Автор старшего поколения, доктор исторических наук, недавно подготовивший энциклопедию по Достоевскому, выпустил книгу-биографию «Фёдор Михайлович Достоевский». Каждая новая работа должна идти дальше предыдущих по этой теме. В 1935 г. вышла из печати книга Л. Гроссмана «Жизнь и труды Ф.М. Достоевского: Биография в датах и документах» (им же была написана книга о Достоевском в серии «ЖЗЛ», увидевшая свет в 1962 г.). В Париже в 1947 г. была издана знаменитая книга К. Мочульского «Достоевский: жизнь и творчество», в Нью-Йорке в 1953 г. – книга М. Слонима «Три любви Достоевского». Прибавить к этим и другим книгам можно лишь что-то новое, своё. И безукоризненно написанное.
В книге С. Белова неопровержимо то, что он обстоятельно знаком с фактами жизни и творчества классика, знает их причины и следствия. И с огромной искренней симпатией относится к Достоевскому и его близким – брату Михаилу, жене Анне Григорьевне и детям. Это подкупает. Хотя желание обнаружить в основном светлые стороны в жизни и личности Достоевского лишает его образ некоторой амбивалентности, делает одноцветным.
Уже читая вступление, ловишь себя на мысли, что, может, его написал не автор, а случайный рецензент? Возвращаешься к первой странице вступления – нет, оно авторское. «В истории мировой литературы очень редко встречаются примеры, когда влияние умершего писателя не только не ослабевает, а, наоборот, всё больше и больше усиливается». Это так. Но далее следует весьма спорная позиция: «И в этом смысле Достоевский – единственный, пожалуй, писатель, творчество которого с каждым годом становится всё более всеобъемлющим и всепроникающим». Представляю, как напряглись при прочтении этой фразы сторонники Пушкина, Толстого, Бальзака, Рильке.
Дальше – хуже: «Словно сказочная птица, каждый раз возрождается заново великий русский писатель, чтобы будить в новых поколениях нравственные идеалы правды, добра и справедливости». Таким слогом уже не пишут по меньшей мере последние двадцать лет. Он изжил себя вместе с уходом незримой цензуры.
Перелистывая страницы, ловишь себя на другой мысли: книга адресована школьникам.

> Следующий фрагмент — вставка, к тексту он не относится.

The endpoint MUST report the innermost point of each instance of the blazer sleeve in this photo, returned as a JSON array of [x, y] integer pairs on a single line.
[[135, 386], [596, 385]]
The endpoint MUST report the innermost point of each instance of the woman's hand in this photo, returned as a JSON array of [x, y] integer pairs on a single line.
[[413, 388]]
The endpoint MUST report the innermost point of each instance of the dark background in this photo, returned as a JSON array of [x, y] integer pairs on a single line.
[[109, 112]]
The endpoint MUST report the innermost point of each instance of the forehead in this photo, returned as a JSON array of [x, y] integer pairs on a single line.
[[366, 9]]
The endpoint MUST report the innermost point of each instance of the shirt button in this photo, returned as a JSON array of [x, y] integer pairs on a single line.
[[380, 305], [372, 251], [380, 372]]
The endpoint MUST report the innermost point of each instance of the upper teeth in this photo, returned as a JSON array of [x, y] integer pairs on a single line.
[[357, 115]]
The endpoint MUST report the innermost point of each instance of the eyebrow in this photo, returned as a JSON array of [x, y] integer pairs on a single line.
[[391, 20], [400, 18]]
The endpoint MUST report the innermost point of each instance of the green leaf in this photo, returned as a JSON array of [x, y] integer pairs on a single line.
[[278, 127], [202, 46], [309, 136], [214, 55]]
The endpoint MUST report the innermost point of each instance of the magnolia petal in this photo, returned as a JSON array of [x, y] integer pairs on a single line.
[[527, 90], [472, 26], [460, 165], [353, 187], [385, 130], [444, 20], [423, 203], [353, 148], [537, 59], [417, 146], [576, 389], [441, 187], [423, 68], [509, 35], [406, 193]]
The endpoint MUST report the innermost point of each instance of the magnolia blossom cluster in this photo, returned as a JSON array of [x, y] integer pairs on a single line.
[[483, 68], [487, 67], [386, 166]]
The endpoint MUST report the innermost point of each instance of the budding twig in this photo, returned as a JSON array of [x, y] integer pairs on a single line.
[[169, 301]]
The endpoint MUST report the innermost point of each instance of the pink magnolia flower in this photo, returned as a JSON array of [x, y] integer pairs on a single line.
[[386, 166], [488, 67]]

Аннотация к ней, однако, отрезвляет: «Рекомендуется как специалистам-литературоведам и историкам культуры, в том числе исследователям творчества Ф.М. Достоевского, так и самому широкому кругу читателей, интересующихся жизнью и творчеством великого писателя». Зачем же в книге с такой целевой аудиторией пересказывать фабулу гоголевской «Шинели»: «В повести Гоголь изображает бедного чиновника Акакия Акакиевича, тупого, забитого и бессловесного. Ценой нечеловеческих лишений он собирает деньги на покупку новой шинели. Но её у него крадут, и он умирает от отчаяния и горя»? Право, человек, не читавший «Шинели», не обратится к литературоведческим книгам.
Эти оплошности, как и неоправданная смена стилей – от основного научного к публицистическому и даже языку художественной литературы («…у окна сидит молодой человек. У него крупные черты лица, большой широкий лоб, а над тонкими губами короткие, редкие светло-каштановые усы. В серых, исподлобья хмурящихся глазах – озабоченность»), – мешают гармонично воспринимать книгу.
А ведь в ней показывается, как на каторге, где Достоевский четыре года читает только Евангелие – единственную разрешённую в остроге книгу, – в нём умирает «старый человек» и рождается «новый». Поднимается тема виновности и ответственности каждого перед всеми и всех перед каждым: человек ответствен не только за свои поступки, но и за всякое зло, совершающееся в мире. Прослеживаются неистовый восторг («самая восхитительная минута» в жизни молодого писателя) и последующее охлаждение к Достоевскому Белинского и его круга, перешедшее в болезненные насмешки: «Витязь горестной фигуры, Достоевский, милый пыщ, На носу литературы Рдеешь ты, как новый прыщ…» («Послание Белинского к Достоевскому», написанное Тургеневым и Некрасовым). Ставится вопрос, бунтовал ли ученик (Достоевский) против учителя (Гоголя). Оправдывается небрежность стиля классика, лишь дважды в жизни писавшего произведения (первое – «Бедные люди» и последнее – «Братья Карамазовы») «спокойно, не наспех, тщательно обдумав план и строго следя за языком и стилем».